# older Rockwell Model 10 drill press



## ccrow (Jan 14, 2010)

I picked this bench top drill press up at a garage sale a while back. I don't see a HP rating on it. All I see is Model 10 Motorized Variable Speed Drill Press. No 31-210. 120 VAC 25-60 Hz 3.0 A.

So i really don't know what all of the voltage #'s above mean, but I'm needing to replace the chuck and was wondering if andone here knows how to do that or if there is a way to beef it up at all? It may be the chuck, but I have been able to stop the bit from turning if I didn't go really slow through a 2x4.


----------



## MattS (Feb 17, 2010)

If the bit is slipping in the chuck, you might try using a very small piece of pipe (or some channel locks) when you tighten it to give you leverage on the key - and be sure you tighten it on two of the chuck holes, not just one. I'd say going through a 2x4 you might have the belt set to turn the chuck very slowly if the bit is slipping even when tightened loosely, honestly. Speed up the ratio, and make sure you have a sharp bit, and make sure you honestly have the chuck tight, and don't go all-at-once when you control the rate of drilling. I doubt you'd just slam it down and throw your shoulder into the crank, but if you are, don't blame the tool! 

I've seen all of the above done, in shops in the past, so don't take this post as a personal accusation! Just sharing what I can


----------



## xd_haze (Feb 1, 2011)

You should be able to replace the chuck. I think there is usually a screw inside the chuck that secures it to the shaft, and then it screws off.

mike



MattS said:


> If the bit is slipping in the chuck, you might try using a very small piece of pipe (or some channel locks) when you tighten it to give you leverage on the key - and be sure you tighten it on two of the chuck holes, not just one.
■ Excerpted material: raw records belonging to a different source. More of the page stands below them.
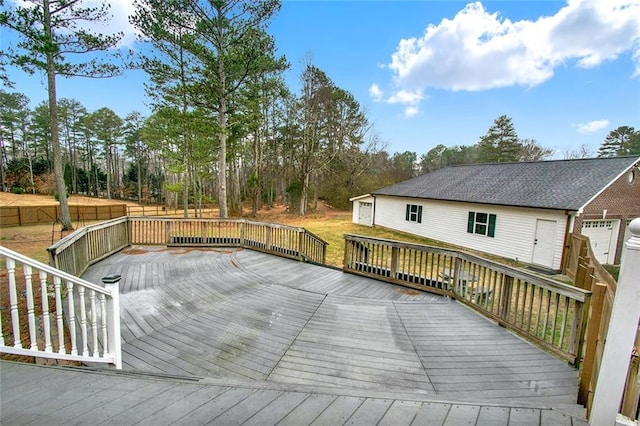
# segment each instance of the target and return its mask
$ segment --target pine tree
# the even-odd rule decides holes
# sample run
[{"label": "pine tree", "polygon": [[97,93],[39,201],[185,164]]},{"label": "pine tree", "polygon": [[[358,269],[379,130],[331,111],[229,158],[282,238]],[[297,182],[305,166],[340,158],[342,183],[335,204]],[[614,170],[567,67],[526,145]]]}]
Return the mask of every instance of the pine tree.
[{"label": "pine tree", "polygon": [[487,134],[478,141],[477,148],[479,163],[519,161],[522,144],[511,118],[506,115],[496,118]]},{"label": "pine tree", "polygon": [[53,165],[64,231],[73,229],[73,225],[60,148],[56,77],[110,77],[120,71],[113,63],[92,55],[115,47],[123,34],[103,35],[87,30],[82,24],[109,18],[108,3],[90,3],[92,6],[83,6],[81,0],[39,0],[0,12],[0,25],[20,36],[17,45],[9,48],[11,62],[29,73],[40,70],[47,75]]},{"label": "pine tree", "polygon": [[600,145],[598,157],[618,157],[621,155],[637,155],[640,150],[640,132],[633,127],[620,126],[609,132]]}]

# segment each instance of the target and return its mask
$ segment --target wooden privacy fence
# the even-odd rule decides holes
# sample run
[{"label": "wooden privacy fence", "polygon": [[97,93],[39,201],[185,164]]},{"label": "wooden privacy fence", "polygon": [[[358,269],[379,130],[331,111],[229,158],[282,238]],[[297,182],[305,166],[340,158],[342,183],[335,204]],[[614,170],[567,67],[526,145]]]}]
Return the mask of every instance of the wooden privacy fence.
[{"label": "wooden privacy fence", "polygon": [[2,246],[0,256],[0,352],[122,367],[117,280],[102,287]]},{"label": "wooden privacy fence", "polygon": [[235,219],[122,217],[78,229],[49,247],[52,266],[81,275],[132,244],[244,247],[324,264],[327,243],[304,228]]},{"label": "wooden privacy fence", "polygon": [[[578,402],[587,407],[587,413],[590,413],[602,364],[617,283],[596,259],[588,237],[570,234],[568,241],[563,273],[572,277],[577,287],[591,290],[593,293],[578,389]],[[620,406],[621,414],[635,419],[640,416],[639,351],[640,325],[636,334],[635,349],[629,359],[627,383]]]},{"label": "wooden privacy fence", "polygon": [[579,365],[590,291],[455,250],[344,238],[345,272],[453,297]]},{"label": "wooden privacy fence", "polygon": [[[71,220],[107,220],[127,215],[125,204],[108,206],[70,205]],[[39,225],[53,223],[60,218],[60,206],[2,206],[0,207],[0,226]]]},{"label": "wooden privacy fence", "polygon": [[[196,211],[194,205],[188,207],[190,215]],[[197,208],[200,212],[217,212],[217,208],[214,204],[202,205]],[[127,216],[168,216],[168,215],[181,215],[184,213],[182,207],[166,207],[166,206],[127,206]]]}]

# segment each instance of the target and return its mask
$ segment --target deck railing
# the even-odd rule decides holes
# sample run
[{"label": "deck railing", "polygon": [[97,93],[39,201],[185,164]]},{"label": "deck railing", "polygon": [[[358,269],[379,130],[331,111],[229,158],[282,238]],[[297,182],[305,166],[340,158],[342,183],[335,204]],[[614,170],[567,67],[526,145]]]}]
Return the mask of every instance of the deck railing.
[{"label": "deck railing", "polygon": [[244,247],[325,264],[327,243],[304,228],[244,219],[129,217],[130,244]]},{"label": "deck railing", "polygon": [[92,264],[129,245],[127,217],[84,226],[47,250],[49,264],[80,276]]},{"label": "deck railing", "polygon": [[122,368],[118,283],[104,287],[0,246],[0,352]]},{"label": "deck railing", "polygon": [[575,365],[591,292],[471,254],[345,235],[344,271],[453,297]]},{"label": "deck railing", "polygon": [[121,217],[80,228],[47,250],[52,266],[80,276],[129,245],[244,247],[321,265],[327,247],[304,228],[244,219]]}]

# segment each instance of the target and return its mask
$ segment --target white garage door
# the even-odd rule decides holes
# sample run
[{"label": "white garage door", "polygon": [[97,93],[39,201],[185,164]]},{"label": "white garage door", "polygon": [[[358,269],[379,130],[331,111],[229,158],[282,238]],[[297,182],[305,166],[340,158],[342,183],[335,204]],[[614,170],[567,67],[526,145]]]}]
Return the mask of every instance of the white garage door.
[{"label": "white garage door", "polygon": [[602,264],[614,262],[618,222],[617,220],[585,220],[582,223],[582,235],[589,237],[593,254]]},{"label": "white garage door", "polygon": [[360,215],[358,217],[358,223],[360,225],[372,225],[372,216],[373,216],[373,203],[360,202]]}]

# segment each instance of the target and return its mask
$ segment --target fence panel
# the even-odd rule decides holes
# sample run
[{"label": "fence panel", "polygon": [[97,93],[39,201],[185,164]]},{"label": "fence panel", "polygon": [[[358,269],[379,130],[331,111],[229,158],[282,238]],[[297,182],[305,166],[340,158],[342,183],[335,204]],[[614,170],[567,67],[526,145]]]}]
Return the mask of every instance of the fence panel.
[{"label": "fence panel", "polygon": [[[108,220],[127,215],[125,204],[103,206],[70,205],[72,221]],[[60,218],[59,206],[2,206],[0,227],[50,224]]]}]

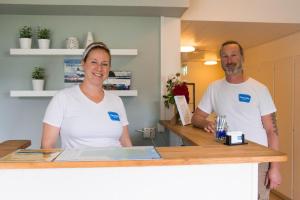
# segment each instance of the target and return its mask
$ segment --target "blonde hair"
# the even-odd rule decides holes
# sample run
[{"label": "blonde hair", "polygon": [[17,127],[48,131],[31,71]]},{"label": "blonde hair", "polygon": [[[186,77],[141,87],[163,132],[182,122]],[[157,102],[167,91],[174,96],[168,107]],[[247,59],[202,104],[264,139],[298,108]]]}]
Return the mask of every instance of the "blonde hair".
[{"label": "blonde hair", "polygon": [[109,48],[106,46],[106,44],[104,44],[103,42],[93,42],[91,44],[89,44],[89,46],[87,46],[82,54],[82,58],[81,60],[83,62],[86,61],[86,58],[88,57],[89,53],[93,50],[93,49],[103,49],[106,53],[108,53],[109,55],[109,63],[111,62],[111,54],[110,54],[110,50]]}]

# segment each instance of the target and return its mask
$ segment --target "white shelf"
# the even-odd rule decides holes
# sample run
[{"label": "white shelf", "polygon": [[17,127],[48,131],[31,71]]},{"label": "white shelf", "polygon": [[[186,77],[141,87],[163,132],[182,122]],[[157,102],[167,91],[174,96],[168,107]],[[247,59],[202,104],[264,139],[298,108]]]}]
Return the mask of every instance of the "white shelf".
[{"label": "white shelf", "polygon": [[[10,55],[74,55],[81,56],[84,49],[10,49]],[[135,56],[137,49],[110,49],[111,55]]]},{"label": "white shelf", "polygon": [[[56,94],[57,90],[42,90],[42,91],[35,91],[35,90],[11,90],[10,96],[11,97],[52,97]],[[137,96],[137,90],[109,90],[113,94],[118,96]]]}]

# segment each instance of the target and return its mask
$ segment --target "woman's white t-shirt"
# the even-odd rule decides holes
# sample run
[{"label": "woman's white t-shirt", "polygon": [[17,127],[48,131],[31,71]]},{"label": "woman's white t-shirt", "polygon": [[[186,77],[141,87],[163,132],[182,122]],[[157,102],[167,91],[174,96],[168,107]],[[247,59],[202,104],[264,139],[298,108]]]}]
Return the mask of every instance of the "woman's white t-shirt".
[{"label": "woman's white t-shirt", "polygon": [[44,123],[60,128],[62,148],[121,146],[128,125],[120,97],[104,91],[100,103],[91,101],[79,85],[59,91],[50,101]]}]

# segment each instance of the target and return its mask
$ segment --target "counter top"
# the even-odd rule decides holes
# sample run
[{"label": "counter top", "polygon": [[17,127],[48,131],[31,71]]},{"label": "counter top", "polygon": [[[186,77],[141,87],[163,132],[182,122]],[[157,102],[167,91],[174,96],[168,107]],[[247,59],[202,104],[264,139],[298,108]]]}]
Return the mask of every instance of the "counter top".
[{"label": "counter top", "polygon": [[[248,143],[246,145],[226,146],[214,140],[214,137],[192,126],[171,125],[168,121],[161,121],[166,128],[180,133],[190,142],[198,146],[158,147],[161,155],[158,160],[121,160],[121,161],[82,161],[82,162],[0,162],[0,169],[13,168],[86,168],[86,167],[133,167],[133,166],[167,166],[167,165],[196,165],[221,163],[260,163],[283,162],[287,156],[273,151],[262,145]],[[0,156],[8,154],[5,146],[10,141],[0,145]],[[3,144],[3,143],[2,143]],[[12,144],[15,144],[13,142]],[[10,146],[12,149],[19,146]],[[10,153],[9,152],[9,153]]]},{"label": "counter top", "polygon": [[30,140],[7,140],[0,143],[0,158],[15,151],[16,149],[25,149],[31,145]]},{"label": "counter top", "polygon": [[178,124],[171,124],[168,120],[160,120],[161,125],[171,130],[173,133],[187,140],[192,145],[196,146],[220,146],[220,143],[216,142],[214,136],[211,133],[207,133],[200,128],[195,128],[192,125],[181,126]]}]

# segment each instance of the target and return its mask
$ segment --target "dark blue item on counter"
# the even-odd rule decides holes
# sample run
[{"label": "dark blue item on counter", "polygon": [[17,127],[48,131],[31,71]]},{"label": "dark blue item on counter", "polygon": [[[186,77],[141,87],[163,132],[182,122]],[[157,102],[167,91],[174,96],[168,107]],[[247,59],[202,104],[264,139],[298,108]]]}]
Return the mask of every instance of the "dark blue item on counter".
[{"label": "dark blue item on counter", "polygon": [[216,139],[223,140],[225,138],[226,138],[226,131],[225,130],[216,132]]}]

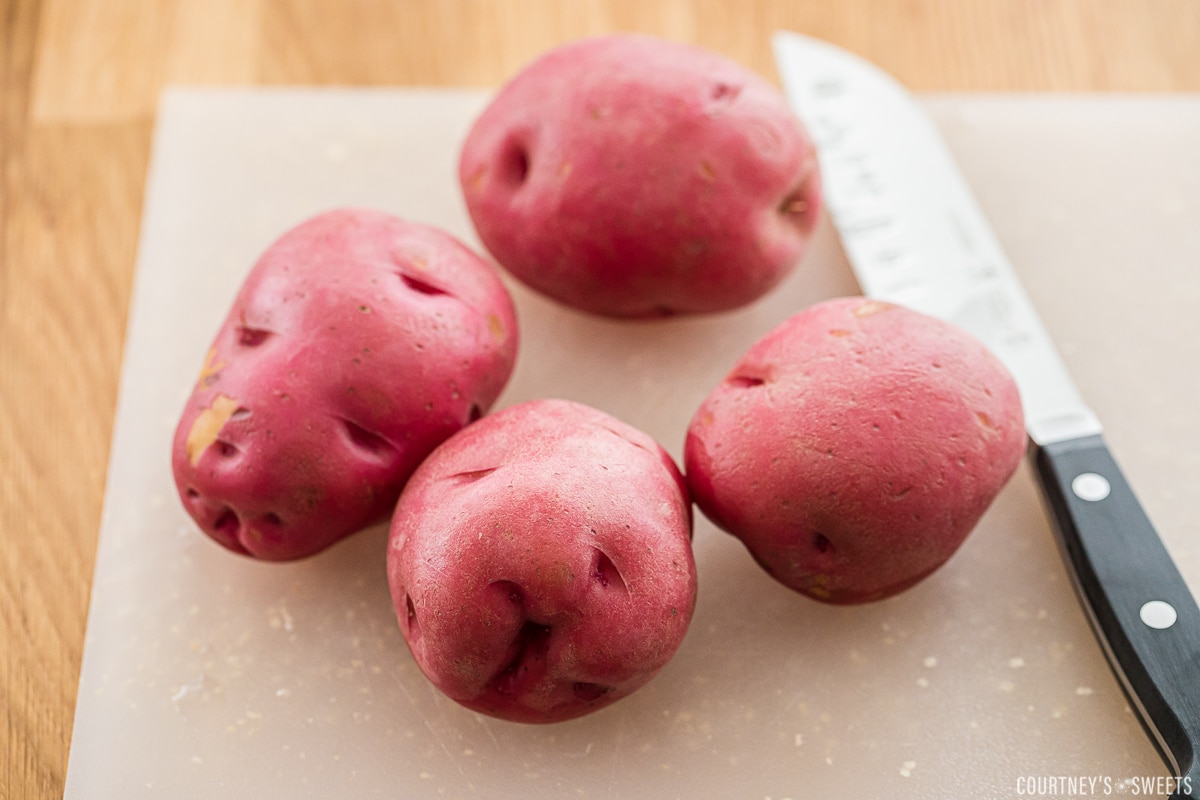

I'd say going through a 2x4 you might have the belt set to turn the chuck very slowly if the bit is slipping even when tightened loosely, honestly. Speed up the ratio, and make sure you have a sharp bit, and make sure you honestly have the chuck tight, and don't go all-at-once when you control the rate of drilling. I doubt you'd just slam it down and throw your shoulder into the crank, but if you are, don't blame the tool!
> 
> I've seen all of the above done, in shops in the past, so don't take this post as a personal accusation! Just sharing what I can


----------